8

606 72 10
                                    

wreck my plans, that's my man

-

yenilgilerimi inkar eden biri değildim, hiç olmamıştım.

hayatın her birimizi silahsız olarak savaş meydanına attığını ve savunmasız, güçsüz bir şekilde hayatta kalmaya zorladığını anladığımda çok küçüktüm. attığım her adımda tökezliyordum. ayağıma dolanan zorluklar beni yere düşürüyor, batan çakıl taşlarının acısı yüzünden uyuşan dizlerimiden akan kanlar bana onları saracak kimsenin olmadığını hatırlatıyordu. yalnızlık acıydı ve acımasızdı. yalnızlık, sizinle dalga geçerdi. yalnızlık somuttu. sinsiydi, göğüs kafesinizde yeşeren çiçekleri köklerinden, hiç düşünmeden koparan elleri vardı. ileriye gitmek için attığınız adımlara çelme takan ayakları vardı. düşmandı. acıydı ve acımazdı.

günün ilk ışıklarıyla aydınlanan odamdaki beyaz tuvale bakarken yalnızlığa kardeş, bana da en büyük acı olmuş kişiyi düşünüyordum. kim taehyung.

kim taehyung da acımasızdı. acımıyordu. umudumu, hevesimi ve en kötüsü de kalbimi kırıyordu. silahsız olduğum açık, savunmasız olduğum kabak gibi ortadaydı. muhtaçtım. o benim inkar etmeye kıyamadığım yenilgimdi. kötülük mü gelecek? ondan gelsin diyordum. canım mı yanacak? varsın beni ateşler içine atsın  diyordum. kanamış dizlerim bir daha mı kanayacak? boğulduğum deniz kırmızıya boyansın diyordum.

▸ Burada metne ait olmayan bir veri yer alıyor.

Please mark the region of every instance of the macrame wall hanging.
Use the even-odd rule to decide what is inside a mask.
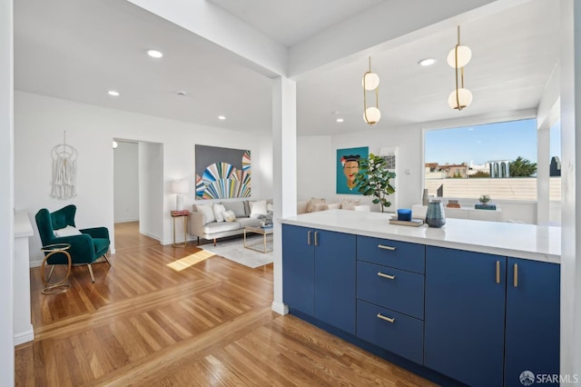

onunla tek kelime etmediğim üçüncü günün sabahına gözlerimi açtığımda hava henüz aydınlanmamıştı. şafak soğuğu ise ben buradayım dercesine ensemdeydi, aldırmadım. üzerime geçirdiğim kısa kollu ve ince bir tişörtle yatağımın hemen yanındaki camı açtım, ağaca konmuş kuşlar çıkan sesle kanat çırpıp kaçtılar. kim taehyung takıldı yine peşime, o çok sever kuşları dedim kendi kendime. sonra ağlamaya başladım. göğsümün kafesinde sıkışıp kalan kuşlar hep bir yandan kanat çırpmaya başladılar, aldığım nefes canımı yaktı.

ağlamam geçti, soğuktan kızaran yanaklarım kurudu, ay yerine güneşi misafir etti, kim taehyung yine de beni bırakmadı.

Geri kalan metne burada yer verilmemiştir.